The Waccamaw started out with Cyprus trees along the bank about every 200 yards or so with thick forest about 400 or 500 yards off the bank. The further upriver we traveled, the canopy of the forest closed in and the Cyprus trees grew closer together. It was not long before we were in the midst of the thickest, greenest ecosystem yet. There were so many frogs chirping at night, bats, dragonflies and insect-eating birds that a mosquito, thankfully, didn’t have a chance. No one was bit, not once, all evening, night or morning. It was the perfect, mosquitoless anchorage in Bull Creek, a tributary off of the Waccamaw … a true retreat for the well bitten.
Day four brought us into North Carolina. It was the first time I was able to get out of the boat and fish. We stopped at Dick Bay in NC along the southern outer banks. Beautiful country to say the least. I ended up catching about 15 blues, spot, croaker, pinfish and sand perch. I gutted them all, and scaled them, cooking them whole for dinner. Along with a little shrimp, onions and a little seasoning, these 15 provided a fine meal. The highlight of the cooking of these smaller fish was this … when you fry up little fish like that, whole, their eyes pop out and enter into the mix. Everyone ate just about every bit, including 30 fish eyeballs. No one complained.
After a brief stop in Beaufort, we headed off towards the Alligator River and the Albemarle Sound, where the second of the two memorable waves hit us. With following seas and opposite current, the waves started to build about half way across this massive Sound. Gabe did a fine job at the helm, and the one wave that hit us, I happened to get a shot off the camera. The last one my trusty Canon G-9 may have ever taken.
Day five was wet. It started out at 4:3-5:00am with mosquitos hitting everyone. The winds died down, and the mosquitos worked their way to our boat. It was tough, so we started off about 5am, underway and making way. We saw storms working all around us. For days, we danced with tropical storm Beryl, but today, her rains caught up with us. Nothing but rain from about 6:30am, in a tributary on the northside of the Albemarle Sound, all the way into Virginia and into Smithfield Station, VA. At 3pm we arrived in Smithfield, soaking wet. Everyone grabbed a hotel room, a hot shower and a wonderful meal. At 11:30, with warm beds in a hotel room, we decided to leave the boat, as that is where we were hanging out all evening … somehow could not break away from her. It was a good time, no doubt.

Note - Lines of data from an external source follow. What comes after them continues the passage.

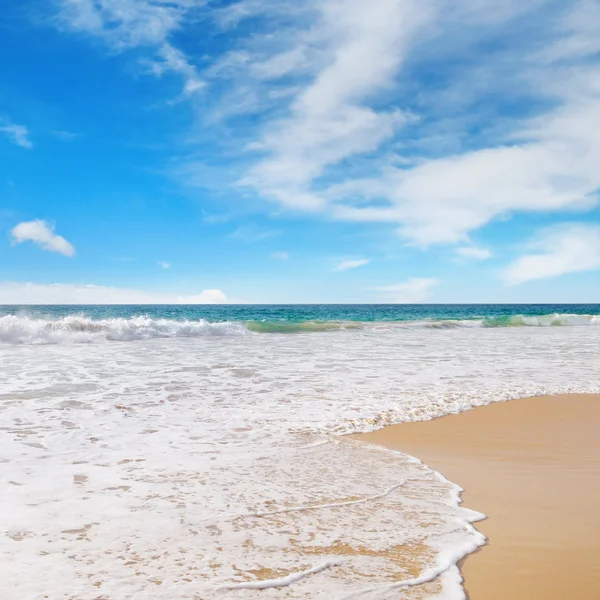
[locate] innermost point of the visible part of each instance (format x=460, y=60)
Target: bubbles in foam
x=168, y=468
x=23, y=329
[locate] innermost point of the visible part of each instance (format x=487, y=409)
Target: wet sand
x=533, y=467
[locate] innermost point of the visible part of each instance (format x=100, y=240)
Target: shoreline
x=532, y=466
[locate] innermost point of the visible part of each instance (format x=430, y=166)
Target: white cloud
x=329, y=118
x=18, y=134
x=350, y=264
x=58, y=293
x=126, y=24
x=474, y=252
x=539, y=164
x=253, y=233
x=42, y=233
x=565, y=249
x=413, y=291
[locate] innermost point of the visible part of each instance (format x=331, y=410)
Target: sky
x=276, y=151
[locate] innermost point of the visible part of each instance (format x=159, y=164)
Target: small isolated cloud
x=64, y=135
x=474, y=252
x=413, y=291
x=42, y=233
x=18, y=134
x=252, y=233
x=566, y=249
x=60, y=293
x=350, y=264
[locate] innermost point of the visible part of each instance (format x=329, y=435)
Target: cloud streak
x=567, y=249
x=18, y=134
x=350, y=264
x=42, y=234
x=126, y=24
x=412, y=291
x=59, y=293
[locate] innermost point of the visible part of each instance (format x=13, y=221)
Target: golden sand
x=533, y=467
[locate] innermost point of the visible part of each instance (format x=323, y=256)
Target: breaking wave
x=25, y=329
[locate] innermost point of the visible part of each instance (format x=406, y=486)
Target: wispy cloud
x=413, y=291
x=566, y=249
x=474, y=252
x=60, y=293
x=128, y=24
x=350, y=264
x=42, y=234
x=18, y=134
x=253, y=233
x=342, y=69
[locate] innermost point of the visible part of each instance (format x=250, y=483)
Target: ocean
x=199, y=452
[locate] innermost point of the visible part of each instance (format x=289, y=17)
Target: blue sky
x=316, y=151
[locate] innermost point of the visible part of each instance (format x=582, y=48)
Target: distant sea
x=47, y=324
x=187, y=452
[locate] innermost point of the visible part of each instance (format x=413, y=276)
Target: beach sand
x=533, y=467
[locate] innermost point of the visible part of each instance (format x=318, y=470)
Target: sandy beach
x=533, y=467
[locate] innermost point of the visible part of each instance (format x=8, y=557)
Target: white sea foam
x=25, y=329
x=169, y=469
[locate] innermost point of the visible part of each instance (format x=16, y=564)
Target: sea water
x=180, y=452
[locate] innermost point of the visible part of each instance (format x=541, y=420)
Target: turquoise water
x=55, y=324
x=299, y=313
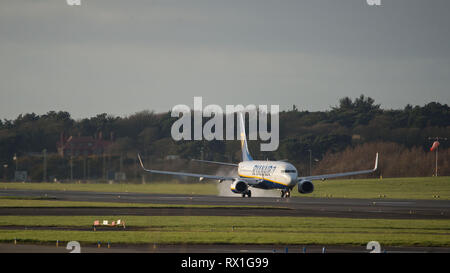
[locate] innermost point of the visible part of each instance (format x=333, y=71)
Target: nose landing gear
x=285, y=193
x=248, y=193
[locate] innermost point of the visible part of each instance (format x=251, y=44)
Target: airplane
x=267, y=175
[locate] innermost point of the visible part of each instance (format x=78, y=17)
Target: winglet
x=376, y=163
x=140, y=161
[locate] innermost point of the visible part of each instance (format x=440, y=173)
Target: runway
x=255, y=206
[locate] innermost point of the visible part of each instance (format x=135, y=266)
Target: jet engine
x=305, y=186
x=239, y=186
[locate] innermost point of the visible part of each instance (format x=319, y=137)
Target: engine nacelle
x=239, y=186
x=305, y=186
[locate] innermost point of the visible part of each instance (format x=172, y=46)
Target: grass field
x=233, y=230
x=395, y=188
x=39, y=203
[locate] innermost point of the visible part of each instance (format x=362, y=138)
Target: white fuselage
x=273, y=174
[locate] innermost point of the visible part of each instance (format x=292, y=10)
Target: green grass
x=394, y=188
x=205, y=188
x=234, y=230
x=39, y=203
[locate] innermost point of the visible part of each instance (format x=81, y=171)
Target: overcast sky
x=121, y=57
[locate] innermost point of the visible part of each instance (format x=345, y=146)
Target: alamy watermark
x=213, y=128
x=73, y=2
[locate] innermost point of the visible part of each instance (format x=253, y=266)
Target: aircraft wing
x=200, y=176
x=326, y=176
x=216, y=162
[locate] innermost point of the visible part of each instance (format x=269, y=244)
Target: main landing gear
x=285, y=193
x=248, y=193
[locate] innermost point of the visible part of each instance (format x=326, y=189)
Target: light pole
x=436, y=140
x=5, y=177
x=44, y=152
x=310, y=161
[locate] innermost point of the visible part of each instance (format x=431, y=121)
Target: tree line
x=305, y=137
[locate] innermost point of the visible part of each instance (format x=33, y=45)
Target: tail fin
x=245, y=154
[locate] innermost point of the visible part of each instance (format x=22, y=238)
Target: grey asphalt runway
x=267, y=206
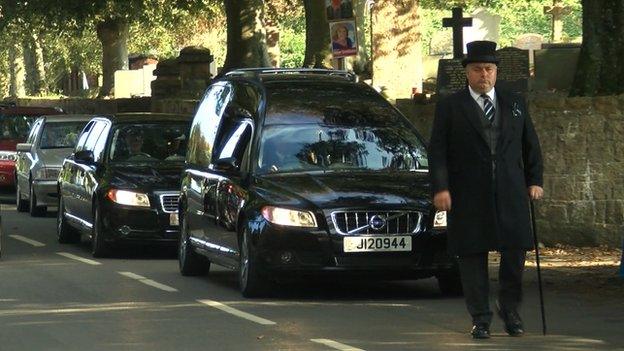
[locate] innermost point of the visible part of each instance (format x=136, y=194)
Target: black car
x=121, y=183
x=305, y=172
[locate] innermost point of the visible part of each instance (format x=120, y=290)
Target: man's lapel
x=504, y=103
x=468, y=107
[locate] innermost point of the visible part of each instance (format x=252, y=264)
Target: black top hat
x=481, y=51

Day six we left Smithfield, VA. It didn’t take too long to get into familiar territory, but it was very interesting seeing how wide the James River is in Newport News and Surry. It was my first trip up the James River from the mouth towards Jordan Point. We stopped a couple of miles short of our destination to toast the trip, the crew and the boat. We toasted to future opportunities on the James River, and toasted to a fine journey’s end. The toast was right at the 808-mile marker on the trip. By the time we entered the safe harbor of Jordan Point we reached 812 miles, but more importantly, a bald eagle flew over the boat as we reached our destination. We began with a sturgeon leaping and ended with an eagle flyover. Good stuff.
The Photo's Stories: Top right: Calm seas and a rising sun. That is how every morning started out. This looks like it was taken somewhere in South Carolina, perhaps in the Waccamaw River.
Middle right: Capt. Chuck Fredericson at the helm during the calmest of seas. Beautiful evening that was.
Lower left. The wave that hit us in Albemarle Sound. It was to be the last photo my trusty Canon G-9 would take on the trip. Gabe at the helm, and he did a materful job during the crossing of the Sound. We just hit this one brute of a wave.